De honingvloeiende poëet In dit programma [waarvan in de Liederenbank slechts een selectie wordt aangeboden] streeft Camerata Trajectina een synthese na van de genoemde repertoires waarin Vondels teksten figureerden. Met de polyfone werken wordt een beeld getekend van een op het katholicisme georiënteerd muziekleven dat hier ten lande bloeide, ondanks de weinig muziekminnende houding van de heersende calvinistische kerk. Daarvan getuigen ook de 'Cantiones sacrae' van Jan Pieterszoon Sweelinck, let wel de componist van het gehele calvinistische psalter: deze Cantiones passen volledig in de katholieke kerkmuziektraditie van de late Renaissance en vroege Barok.

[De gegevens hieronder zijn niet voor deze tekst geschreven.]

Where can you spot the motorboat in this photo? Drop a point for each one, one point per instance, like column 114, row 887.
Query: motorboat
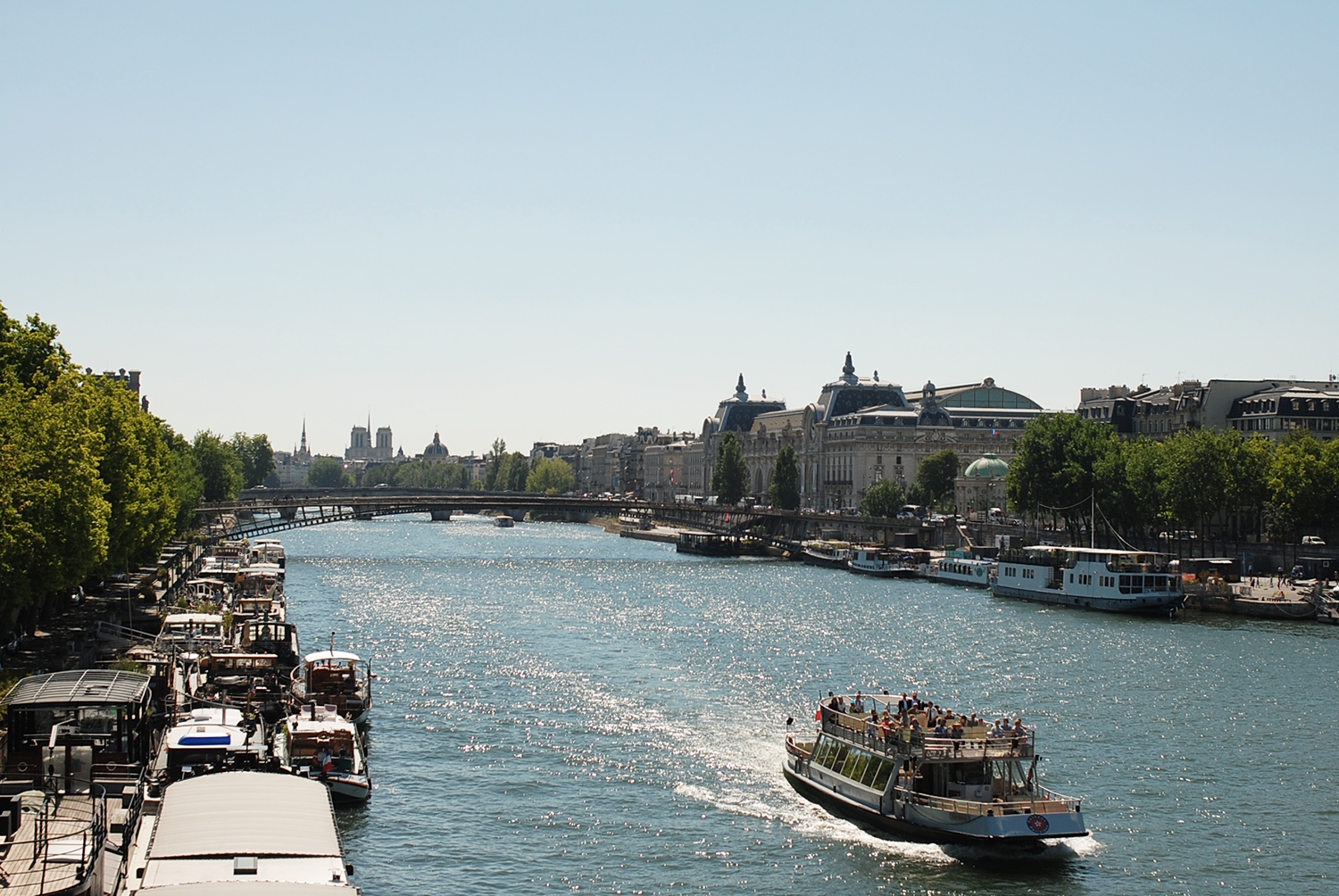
column 319, row 743
column 211, row 738
column 335, row 678
column 829, row 553
column 897, row 780
column 1116, row 582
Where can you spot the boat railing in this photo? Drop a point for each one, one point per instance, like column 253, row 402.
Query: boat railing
column 1044, row 802
column 902, row 743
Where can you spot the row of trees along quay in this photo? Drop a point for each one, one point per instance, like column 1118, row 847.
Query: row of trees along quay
column 1215, row 484
column 91, row 484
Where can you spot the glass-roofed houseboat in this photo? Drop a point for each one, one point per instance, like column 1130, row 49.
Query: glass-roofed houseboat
column 966, row 788
column 1117, row 582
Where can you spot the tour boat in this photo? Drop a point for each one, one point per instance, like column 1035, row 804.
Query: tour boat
column 964, row 789
column 1117, row 582
column 880, row 561
column 335, row 678
column 961, row 571
column 318, row 743
column 827, row 553
column 211, row 738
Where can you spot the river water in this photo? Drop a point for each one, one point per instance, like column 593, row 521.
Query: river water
column 559, row 709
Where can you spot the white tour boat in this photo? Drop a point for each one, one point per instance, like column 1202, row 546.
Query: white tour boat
column 967, row 788
column 961, row 571
column 320, row 743
column 880, row 561
column 1117, row 582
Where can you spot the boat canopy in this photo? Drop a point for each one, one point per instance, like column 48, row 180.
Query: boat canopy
column 327, row 655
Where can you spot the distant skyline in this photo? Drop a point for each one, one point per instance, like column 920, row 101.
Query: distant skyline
column 548, row 222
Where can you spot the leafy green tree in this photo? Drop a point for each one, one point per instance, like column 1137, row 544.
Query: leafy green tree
column 495, row 477
column 329, row 473
column 730, row 477
column 220, row 468
column 54, row 510
column 257, row 457
column 883, row 500
column 187, row 484
column 551, row 476
column 936, row 475
column 785, row 480
column 139, row 472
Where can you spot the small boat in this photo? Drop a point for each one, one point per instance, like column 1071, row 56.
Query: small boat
column 880, row 561
column 969, row 788
column 1116, row 582
column 211, row 738
column 319, row 743
column 961, row 571
column 833, row 555
column 335, row 678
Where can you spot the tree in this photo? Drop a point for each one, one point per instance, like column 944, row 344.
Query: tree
column 883, row 500
column 54, row 510
column 936, row 476
column 730, row 477
column 551, row 477
column 329, row 473
column 138, row 469
column 257, row 457
column 495, row 462
column 519, row 472
column 785, row 480
column 220, row 468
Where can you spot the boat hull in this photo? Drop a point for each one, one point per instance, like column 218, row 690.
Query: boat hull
column 1157, row 604
column 919, row 831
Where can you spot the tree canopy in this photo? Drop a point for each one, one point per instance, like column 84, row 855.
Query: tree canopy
column 785, row 480
column 883, row 500
column 936, row 475
column 730, row 476
column 551, row 476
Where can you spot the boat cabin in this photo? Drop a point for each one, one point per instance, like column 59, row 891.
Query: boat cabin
column 78, row 726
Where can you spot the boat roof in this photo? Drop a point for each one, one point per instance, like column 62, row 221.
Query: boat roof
column 246, row 888
column 78, row 687
column 245, row 813
column 331, row 654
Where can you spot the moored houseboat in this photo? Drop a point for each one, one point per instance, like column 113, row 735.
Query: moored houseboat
column 829, row 553
column 963, row 786
column 1116, row 582
column 318, row 743
column 335, row 678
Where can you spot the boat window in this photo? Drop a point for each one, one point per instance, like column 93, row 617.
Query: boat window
column 856, row 764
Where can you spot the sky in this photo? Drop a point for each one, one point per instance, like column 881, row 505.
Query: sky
column 549, row 221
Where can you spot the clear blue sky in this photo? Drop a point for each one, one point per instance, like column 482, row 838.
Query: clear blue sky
column 548, row 221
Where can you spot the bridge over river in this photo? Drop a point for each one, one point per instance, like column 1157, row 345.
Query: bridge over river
column 267, row 510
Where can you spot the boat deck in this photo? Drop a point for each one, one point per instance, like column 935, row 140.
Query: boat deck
column 54, row 852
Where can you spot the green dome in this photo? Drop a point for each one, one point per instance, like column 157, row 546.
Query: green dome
column 987, row 467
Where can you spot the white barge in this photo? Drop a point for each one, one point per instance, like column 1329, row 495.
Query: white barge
column 1116, row 582
column 967, row 788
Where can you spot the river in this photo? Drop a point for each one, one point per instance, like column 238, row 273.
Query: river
column 559, row 709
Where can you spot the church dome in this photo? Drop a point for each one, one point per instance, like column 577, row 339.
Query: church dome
column 987, row 467
column 436, row 449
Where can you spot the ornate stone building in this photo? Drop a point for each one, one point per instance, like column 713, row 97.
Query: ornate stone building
column 861, row 430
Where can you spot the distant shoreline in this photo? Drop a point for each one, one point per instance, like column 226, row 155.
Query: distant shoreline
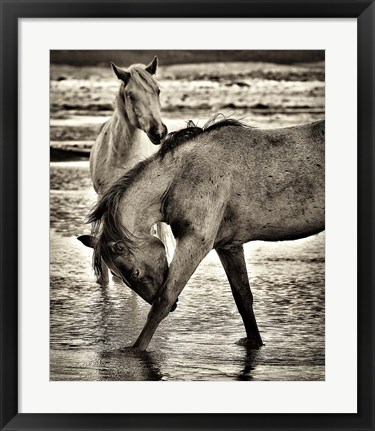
column 168, row 57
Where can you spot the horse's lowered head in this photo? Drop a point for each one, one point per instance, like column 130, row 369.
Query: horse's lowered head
column 140, row 97
column 142, row 266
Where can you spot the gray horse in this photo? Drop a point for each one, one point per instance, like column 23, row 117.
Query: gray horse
column 218, row 188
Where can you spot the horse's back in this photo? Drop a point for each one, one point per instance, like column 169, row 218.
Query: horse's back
column 259, row 183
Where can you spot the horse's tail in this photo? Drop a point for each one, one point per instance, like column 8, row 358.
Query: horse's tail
column 164, row 233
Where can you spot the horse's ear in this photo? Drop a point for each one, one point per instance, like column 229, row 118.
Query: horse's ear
column 151, row 68
column 120, row 73
column 87, row 240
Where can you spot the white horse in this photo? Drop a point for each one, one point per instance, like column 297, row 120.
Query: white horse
column 131, row 134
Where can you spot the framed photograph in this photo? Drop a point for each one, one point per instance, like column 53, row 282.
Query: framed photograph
column 156, row 157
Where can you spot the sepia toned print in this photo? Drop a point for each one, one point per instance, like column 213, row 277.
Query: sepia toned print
column 243, row 164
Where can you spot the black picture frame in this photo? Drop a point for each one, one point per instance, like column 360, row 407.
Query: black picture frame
column 11, row 11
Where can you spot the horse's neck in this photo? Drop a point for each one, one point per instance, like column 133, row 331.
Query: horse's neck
column 125, row 140
column 141, row 204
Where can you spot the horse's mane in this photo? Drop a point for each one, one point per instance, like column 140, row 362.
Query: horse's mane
column 142, row 78
column 104, row 217
column 174, row 139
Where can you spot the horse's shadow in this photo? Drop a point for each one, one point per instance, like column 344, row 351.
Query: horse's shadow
column 128, row 364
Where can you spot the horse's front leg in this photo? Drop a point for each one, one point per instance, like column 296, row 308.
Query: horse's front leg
column 188, row 254
column 233, row 261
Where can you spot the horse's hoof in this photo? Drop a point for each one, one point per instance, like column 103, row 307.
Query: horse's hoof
column 249, row 343
column 102, row 282
column 174, row 306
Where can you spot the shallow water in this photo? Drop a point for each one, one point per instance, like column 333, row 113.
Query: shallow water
column 91, row 326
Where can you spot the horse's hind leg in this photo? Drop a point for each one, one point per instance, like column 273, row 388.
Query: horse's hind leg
column 233, row 261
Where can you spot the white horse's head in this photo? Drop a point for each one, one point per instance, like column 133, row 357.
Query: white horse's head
column 140, row 96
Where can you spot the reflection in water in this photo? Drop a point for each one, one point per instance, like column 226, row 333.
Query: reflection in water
column 249, row 365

Het andere uiterste vormen Vondels 'boeren'deunen. Hun vrolijkheid is echter schijn: ze staan in dienst van een ernstig, politiek doel. De toneelmuziek uit de Gijsbrecht complementeert dit muzikale portret van Joost van den Vondel, de liedjes neuriënde kousenkoper die zijn honing zo graag op barokmuziekliet vloeien.